Science – Volume 381 Issue 6654, 14 July 2023
English | 170 pages | pdf | 32.18 MB

Welcome at Science Magazine Volume 381 Issue 6654, 14 July 2023

Rapid, widespread adoption of the latest large language models has sparked both excitement and concern about advanced artificial intelligence (AI). In response, many are looking to the field of AI safety for answers. Major AI companies are purportedly investing heavily in this young research program, even as they cut “trust and safety” teams addressing harms from current systems. Governments are taking notice too. The United Kingdom just invested £100 million in a new “Foundation Model Taskforce” and plans an AI safety summit this year. And yet, as research priorities are being set, it is already clear that the prevailing technical agenda for AI safety is inadequate to address critical questions. Only a sociotechnical approach can truly limit current and potential dangers of advanced AI.
Why safety? One could view the shift to safety with cynicism. Big Tech, weary from bad publicity, is seizing the chance to be viewed as saviors from algorithmic harms, not perpetrators of them. Sociotechnical approaches recognize and reject “safety-washing”— giving lip service to safe AI systems, without requisite commitments and practices to ensure this is the case—and call for transparency and accountability to keep companies honest.
What does it mean to make AI systems safe, and what values and approaches must be applied to do so? Is it about “alignment,” ensuring that deployment of AI complies with some designers’ intent? Or is it solely about preventing the destruction of humanity by advanced AI? These goals are clearly insufficient. An AI system capable of annihilating humankind, even if we managed to prevent it from doing so, would
still be among the most powerful technologies ever created and would need to abide by a much richer set of values and intentions. And long before such powerful “rogue” AI systems are built, many others will be made that people will use dangerously in their self-interest. Years of sociotechnical research show that advanced digital technologies, left unchecked, are used to pursue power and profit at the expense of human rights, social justice, and democracy. Making advanced AI safe means understanding and mitigating risks to those values, too. And a sociotechnical approach emphasizes that no group of experts (especially not technologists alone) should unilaterallydecide what risks count, what harms matter, and to which values safe AI should be aligned. Making AI safe will require urgent public debate on all of these questions and on whether we should be trying to build so-called “god-like” AI systems at all. How should AI systems be made safe? Narrowly technical approaches are not enough. Instead, AI’s use must be targeted in the context of broader sociotechnical systems in which it is always embedded. This means considering the political economy of AI and recognizing when over-indexing on hypothetical future harms predictably risks entrenching the power of a few leading companies, leaving major current challenges unaddressed. It means emphasizing the scarce environmental resources, expropriated data, and exploited labor used to make advanced AI systems. It means considering how advanced AI will be used—for example, to further authoritarianism and illiberalism through mass surveillance and manipulation—which necessitates understanding people and societies, not just their technologies. And it means prioritizing empirically grounded work on actual AI systems and the risks they pose, rather than the (perhaps impossible) task of designing technical mitigations for risks from systems that do not yet exist.
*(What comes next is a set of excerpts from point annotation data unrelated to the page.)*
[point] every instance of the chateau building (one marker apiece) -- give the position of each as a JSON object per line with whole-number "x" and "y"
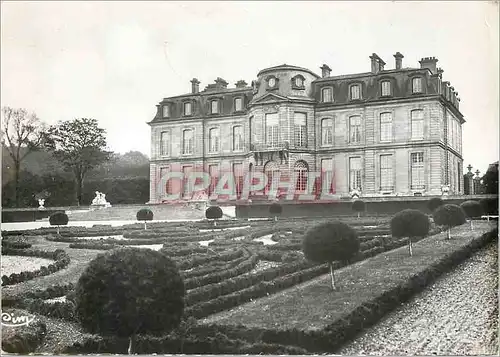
{"x": 386, "y": 132}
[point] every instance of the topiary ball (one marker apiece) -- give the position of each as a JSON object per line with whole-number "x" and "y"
{"x": 275, "y": 209}
{"x": 410, "y": 223}
{"x": 145, "y": 214}
{"x": 449, "y": 216}
{"x": 328, "y": 242}
{"x": 358, "y": 206}
{"x": 130, "y": 291}
{"x": 58, "y": 219}
{"x": 213, "y": 212}
{"x": 472, "y": 209}
{"x": 434, "y": 203}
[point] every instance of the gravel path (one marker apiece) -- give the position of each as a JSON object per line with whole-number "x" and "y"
{"x": 457, "y": 315}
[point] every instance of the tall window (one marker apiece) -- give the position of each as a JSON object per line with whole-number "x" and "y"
{"x": 166, "y": 111}
{"x": 417, "y": 170}
{"x": 213, "y": 171}
{"x": 238, "y": 105}
{"x": 327, "y": 132}
{"x": 300, "y": 124}
{"x": 327, "y": 175}
{"x": 355, "y": 173}
{"x": 271, "y": 171}
{"x": 237, "y": 138}
{"x": 214, "y": 106}
{"x": 187, "y": 186}
{"x": 272, "y": 130}
{"x": 417, "y": 124}
{"x": 164, "y": 143}
{"x": 386, "y": 173}
{"x": 417, "y": 85}
{"x": 301, "y": 174}
{"x": 187, "y": 141}
{"x": 187, "y": 108}
{"x": 386, "y": 88}
{"x": 327, "y": 95}
{"x": 355, "y": 129}
{"x": 386, "y": 127}
{"x": 355, "y": 92}
{"x": 213, "y": 140}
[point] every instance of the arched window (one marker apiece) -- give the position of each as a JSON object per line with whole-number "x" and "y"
{"x": 301, "y": 170}
{"x": 272, "y": 172}
{"x": 213, "y": 140}
{"x": 327, "y": 131}
{"x": 187, "y": 141}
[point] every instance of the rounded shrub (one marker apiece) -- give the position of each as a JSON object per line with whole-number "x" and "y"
{"x": 275, "y": 210}
{"x": 410, "y": 223}
{"x": 58, "y": 219}
{"x": 449, "y": 216}
{"x": 213, "y": 212}
{"x": 329, "y": 242}
{"x": 434, "y": 203}
{"x": 144, "y": 214}
{"x": 128, "y": 291}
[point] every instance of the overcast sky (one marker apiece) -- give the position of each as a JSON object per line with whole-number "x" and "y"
{"x": 114, "y": 61}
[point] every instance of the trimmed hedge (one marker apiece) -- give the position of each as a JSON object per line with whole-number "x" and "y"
{"x": 61, "y": 261}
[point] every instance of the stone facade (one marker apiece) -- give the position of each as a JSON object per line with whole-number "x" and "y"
{"x": 395, "y": 132}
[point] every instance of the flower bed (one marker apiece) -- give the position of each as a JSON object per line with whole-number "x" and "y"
{"x": 61, "y": 261}
{"x": 331, "y": 319}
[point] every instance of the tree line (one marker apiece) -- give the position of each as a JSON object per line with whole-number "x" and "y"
{"x": 41, "y": 161}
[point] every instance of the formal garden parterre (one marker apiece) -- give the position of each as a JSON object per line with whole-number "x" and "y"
{"x": 248, "y": 286}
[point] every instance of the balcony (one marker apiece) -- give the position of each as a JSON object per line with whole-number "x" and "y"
{"x": 265, "y": 152}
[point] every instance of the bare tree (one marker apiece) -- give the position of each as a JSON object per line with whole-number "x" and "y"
{"x": 22, "y": 133}
{"x": 80, "y": 145}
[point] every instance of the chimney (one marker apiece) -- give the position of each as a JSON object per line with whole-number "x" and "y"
{"x": 381, "y": 64}
{"x": 220, "y": 83}
{"x": 195, "y": 85}
{"x": 399, "y": 60}
{"x": 241, "y": 84}
{"x": 374, "y": 59}
{"x": 325, "y": 71}
{"x": 429, "y": 63}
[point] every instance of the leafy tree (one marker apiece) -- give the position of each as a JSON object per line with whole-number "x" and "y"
{"x": 329, "y": 242}
{"x": 410, "y": 223}
{"x": 144, "y": 214}
{"x": 434, "y": 203}
{"x": 130, "y": 291}
{"x": 79, "y": 145}
{"x": 213, "y": 213}
{"x": 358, "y": 206}
{"x": 22, "y": 133}
{"x": 275, "y": 210}
{"x": 449, "y": 216}
{"x": 472, "y": 210}
{"x": 58, "y": 219}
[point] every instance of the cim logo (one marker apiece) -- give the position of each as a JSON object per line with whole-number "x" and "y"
{"x": 9, "y": 319}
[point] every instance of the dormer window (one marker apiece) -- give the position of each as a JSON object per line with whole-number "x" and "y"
{"x": 385, "y": 88}
{"x": 272, "y": 83}
{"x": 298, "y": 82}
{"x": 214, "y": 106}
{"x": 238, "y": 104}
{"x": 327, "y": 95}
{"x": 166, "y": 111}
{"x": 417, "y": 85}
{"x": 188, "y": 108}
{"x": 355, "y": 92}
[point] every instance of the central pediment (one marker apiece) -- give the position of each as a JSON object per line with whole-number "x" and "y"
{"x": 269, "y": 98}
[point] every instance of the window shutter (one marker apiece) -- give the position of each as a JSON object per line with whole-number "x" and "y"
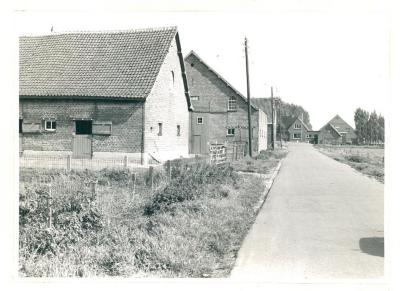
{"x": 31, "y": 127}
{"x": 102, "y": 127}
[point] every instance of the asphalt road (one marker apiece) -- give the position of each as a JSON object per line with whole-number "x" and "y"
{"x": 322, "y": 220}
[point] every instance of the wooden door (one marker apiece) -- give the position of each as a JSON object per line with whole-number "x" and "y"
{"x": 82, "y": 146}
{"x": 197, "y": 144}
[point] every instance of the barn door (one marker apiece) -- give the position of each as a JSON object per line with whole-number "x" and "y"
{"x": 82, "y": 141}
{"x": 197, "y": 144}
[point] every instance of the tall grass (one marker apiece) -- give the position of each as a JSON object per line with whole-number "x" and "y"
{"x": 191, "y": 226}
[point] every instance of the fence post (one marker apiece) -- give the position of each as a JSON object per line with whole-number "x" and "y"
{"x": 50, "y": 213}
{"x": 93, "y": 189}
{"x": 69, "y": 163}
{"x": 134, "y": 184}
{"x": 151, "y": 174}
{"x": 169, "y": 170}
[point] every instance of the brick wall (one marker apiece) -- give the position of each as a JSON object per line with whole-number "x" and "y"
{"x": 167, "y": 105}
{"x": 212, "y": 105}
{"x": 126, "y": 118}
{"x": 328, "y": 135}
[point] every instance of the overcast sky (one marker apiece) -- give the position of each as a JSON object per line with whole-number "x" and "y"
{"x": 329, "y": 58}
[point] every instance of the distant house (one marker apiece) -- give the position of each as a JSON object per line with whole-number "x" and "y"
{"x": 337, "y": 131}
{"x": 265, "y": 105}
{"x": 219, "y": 110}
{"x": 104, "y": 94}
{"x": 298, "y": 131}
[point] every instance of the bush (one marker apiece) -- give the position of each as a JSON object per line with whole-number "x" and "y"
{"x": 268, "y": 154}
{"x": 356, "y": 158}
{"x": 72, "y": 217}
{"x": 188, "y": 183}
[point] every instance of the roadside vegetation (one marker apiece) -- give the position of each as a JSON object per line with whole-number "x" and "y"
{"x": 188, "y": 225}
{"x": 368, "y": 160}
{"x": 259, "y": 164}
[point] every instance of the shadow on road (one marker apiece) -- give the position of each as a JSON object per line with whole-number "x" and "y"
{"x": 373, "y": 246}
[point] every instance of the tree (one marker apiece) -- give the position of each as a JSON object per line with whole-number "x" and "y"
{"x": 361, "y": 118}
{"x": 381, "y": 122}
{"x": 373, "y": 127}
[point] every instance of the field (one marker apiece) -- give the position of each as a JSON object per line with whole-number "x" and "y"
{"x": 190, "y": 224}
{"x": 368, "y": 160}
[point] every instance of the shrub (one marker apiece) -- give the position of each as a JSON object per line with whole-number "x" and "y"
{"x": 188, "y": 184}
{"x": 72, "y": 217}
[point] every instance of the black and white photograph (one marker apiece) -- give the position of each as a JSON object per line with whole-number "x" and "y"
{"x": 225, "y": 142}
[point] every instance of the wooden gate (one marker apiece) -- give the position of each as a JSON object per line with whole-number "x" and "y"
{"x": 82, "y": 146}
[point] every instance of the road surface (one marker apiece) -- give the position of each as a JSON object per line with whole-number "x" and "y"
{"x": 322, "y": 220}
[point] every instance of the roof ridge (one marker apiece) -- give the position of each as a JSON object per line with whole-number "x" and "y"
{"x": 113, "y": 31}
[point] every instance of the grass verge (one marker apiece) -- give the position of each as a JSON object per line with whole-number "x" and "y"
{"x": 191, "y": 226}
{"x": 263, "y": 163}
{"x": 365, "y": 159}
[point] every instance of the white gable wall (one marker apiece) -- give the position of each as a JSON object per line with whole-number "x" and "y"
{"x": 167, "y": 104}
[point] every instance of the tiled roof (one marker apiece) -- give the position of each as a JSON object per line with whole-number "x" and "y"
{"x": 334, "y": 129}
{"x": 122, "y": 64}
{"x": 192, "y": 53}
{"x": 265, "y": 105}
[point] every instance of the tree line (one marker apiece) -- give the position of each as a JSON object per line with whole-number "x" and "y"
{"x": 370, "y": 127}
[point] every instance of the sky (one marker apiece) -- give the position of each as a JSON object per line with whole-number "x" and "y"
{"x": 327, "y": 56}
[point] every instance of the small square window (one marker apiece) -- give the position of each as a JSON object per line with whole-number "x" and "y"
{"x": 296, "y": 135}
{"x": 50, "y": 125}
{"x": 160, "y": 129}
{"x": 230, "y": 131}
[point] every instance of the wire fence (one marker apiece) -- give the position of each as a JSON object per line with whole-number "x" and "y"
{"x": 69, "y": 163}
{"x": 227, "y": 152}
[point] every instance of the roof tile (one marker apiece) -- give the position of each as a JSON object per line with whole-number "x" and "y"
{"x": 121, "y": 64}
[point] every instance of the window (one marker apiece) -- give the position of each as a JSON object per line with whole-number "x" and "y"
{"x": 83, "y": 127}
{"x": 232, "y": 104}
{"x": 160, "y": 129}
{"x": 50, "y": 125}
{"x": 296, "y": 135}
{"x": 230, "y": 131}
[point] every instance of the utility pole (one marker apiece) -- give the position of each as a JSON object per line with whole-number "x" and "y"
{"x": 248, "y": 99}
{"x": 273, "y": 119}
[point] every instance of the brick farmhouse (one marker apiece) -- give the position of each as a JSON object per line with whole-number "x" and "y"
{"x": 220, "y": 113}
{"x": 104, "y": 94}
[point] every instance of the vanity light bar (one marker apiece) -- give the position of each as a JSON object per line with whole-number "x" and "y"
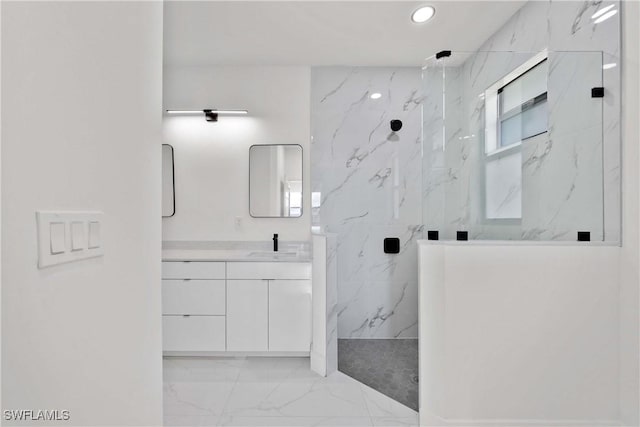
{"x": 211, "y": 115}
{"x": 214, "y": 111}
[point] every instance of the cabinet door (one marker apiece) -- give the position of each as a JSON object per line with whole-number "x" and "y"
{"x": 193, "y": 333}
{"x": 247, "y": 315}
{"x": 204, "y": 297}
{"x": 289, "y": 315}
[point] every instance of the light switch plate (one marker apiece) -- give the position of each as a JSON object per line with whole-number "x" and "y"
{"x": 64, "y": 236}
{"x": 57, "y": 238}
{"x": 94, "y": 234}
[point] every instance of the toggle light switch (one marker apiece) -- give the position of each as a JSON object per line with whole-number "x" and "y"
{"x": 78, "y": 238}
{"x": 94, "y": 235}
{"x": 57, "y": 237}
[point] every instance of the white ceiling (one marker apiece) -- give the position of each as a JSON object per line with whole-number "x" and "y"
{"x": 373, "y": 33}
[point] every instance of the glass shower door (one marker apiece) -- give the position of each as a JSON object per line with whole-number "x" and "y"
{"x": 513, "y": 146}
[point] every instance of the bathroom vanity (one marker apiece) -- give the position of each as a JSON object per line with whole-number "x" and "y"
{"x": 217, "y": 301}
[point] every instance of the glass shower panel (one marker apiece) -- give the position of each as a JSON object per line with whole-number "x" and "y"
{"x": 513, "y": 145}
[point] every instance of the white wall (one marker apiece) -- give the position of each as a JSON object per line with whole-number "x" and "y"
{"x": 629, "y": 260}
{"x": 212, "y": 159}
{"x": 81, "y": 130}
{"x": 519, "y": 334}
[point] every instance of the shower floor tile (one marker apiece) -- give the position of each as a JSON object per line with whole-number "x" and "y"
{"x": 387, "y": 365}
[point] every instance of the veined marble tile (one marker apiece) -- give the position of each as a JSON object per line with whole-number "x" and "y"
{"x": 196, "y": 398}
{"x": 201, "y": 369}
{"x": 369, "y": 178}
{"x": 296, "y": 421}
{"x": 293, "y": 399}
{"x": 577, "y": 48}
{"x": 190, "y": 420}
{"x": 380, "y": 406}
{"x": 284, "y": 369}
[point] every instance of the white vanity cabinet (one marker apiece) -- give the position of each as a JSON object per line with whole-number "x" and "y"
{"x": 280, "y": 305}
{"x": 247, "y": 316}
{"x": 289, "y": 315}
{"x": 193, "y": 306}
{"x": 236, "y": 306}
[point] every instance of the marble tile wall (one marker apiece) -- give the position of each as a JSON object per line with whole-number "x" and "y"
{"x": 366, "y": 182}
{"x": 571, "y": 175}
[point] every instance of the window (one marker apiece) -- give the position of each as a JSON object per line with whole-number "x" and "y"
{"x": 515, "y": 110}
{"x": 516, "y": 106}
{"x": 522, "y": 106}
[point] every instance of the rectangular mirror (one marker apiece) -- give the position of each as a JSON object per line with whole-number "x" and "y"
{"x": 275, "y": 181}
{"x": 168, "y": 182}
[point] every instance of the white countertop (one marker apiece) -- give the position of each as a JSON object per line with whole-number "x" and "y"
{"x": 236, "y": 251}
{"x": 514, "y": 243}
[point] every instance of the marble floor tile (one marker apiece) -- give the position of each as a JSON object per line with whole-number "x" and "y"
{"x": 202, "y": 369}
{"x": 296, "y": 421}
{"x": 339, "y": 399}
{"x": 271, "y": 369}
{"x": 395, "y": 422}
{"x": 380, "y": 405}
{"x": 270, "y": 392}
{"x": 196, "y": 398}
{"x": 190, "y": 420}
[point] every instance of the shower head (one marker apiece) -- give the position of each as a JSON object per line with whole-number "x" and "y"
{"x": 396, "y": 125}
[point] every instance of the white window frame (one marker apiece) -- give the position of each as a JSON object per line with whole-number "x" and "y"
{"x": 492, "y": 105}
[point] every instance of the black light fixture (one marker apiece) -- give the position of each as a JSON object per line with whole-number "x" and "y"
{"x": 210, "y": 114}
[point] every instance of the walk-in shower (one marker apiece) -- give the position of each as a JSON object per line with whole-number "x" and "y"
{"x": 518, "y": 140}
{"x": 366, "y": 187}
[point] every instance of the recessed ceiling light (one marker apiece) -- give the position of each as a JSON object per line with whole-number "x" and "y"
{"x": 605, "y": 16}
{"x": 602, "y": 11}
{"x": 422, "y": 14}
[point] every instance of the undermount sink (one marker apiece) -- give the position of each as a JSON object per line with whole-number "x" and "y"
{"x": 271, "y": 254}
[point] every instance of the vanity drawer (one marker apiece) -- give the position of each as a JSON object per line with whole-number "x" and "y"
{"x": 193, "y": 297}
{"x": 193, "y": 333}
{"x": 268, "y": 270}
{"x": 193, "y": 270}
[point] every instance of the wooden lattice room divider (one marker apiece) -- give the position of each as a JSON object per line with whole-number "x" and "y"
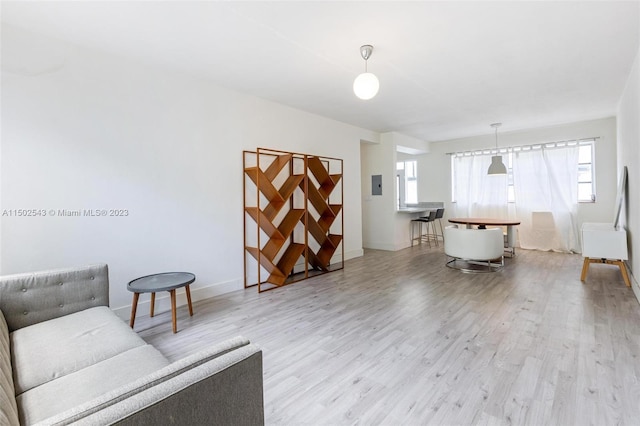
{"x": 293, "y": 218}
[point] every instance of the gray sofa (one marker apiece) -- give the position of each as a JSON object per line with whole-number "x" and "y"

Safety on whose terms? The field of narrow technical AI safety lacks ideological and demographic diversity; it is a near-monoculture and therefore inadequate to the intellectual breadth and rigor required of its mission. Its practitioners, disproportionately white, male, and advantaged, are often drawn from the Silicon Valley social movements of “Effective Altruism” and “Rationalism.” A sociotechnical approach resists these structural imbalances, creating spaces for the wider participation necessary to steer our technological future on the basis of equal concern and common humanity. As well as a moral imperative, this is essential for understanding AI risks and building effective solution sets. Women and people of color researchers and advocates have led the way in both revealing the harms of new technologies and in mitigating
them; their exclusion from AI safety delegitimizes that field. Sociotechnical AI safety shifts power away from the monoculture.
We are making a familiar error. Faced with disorienting technological change, people instinctively turn to technologists for solutions. But the impacts of advanced AI cannot be mitigated through technical means alone; solutions that do not include broader societal insight will only compound AI’s dangers. To really be safe, society needs a sociotechnical approach to AI safety.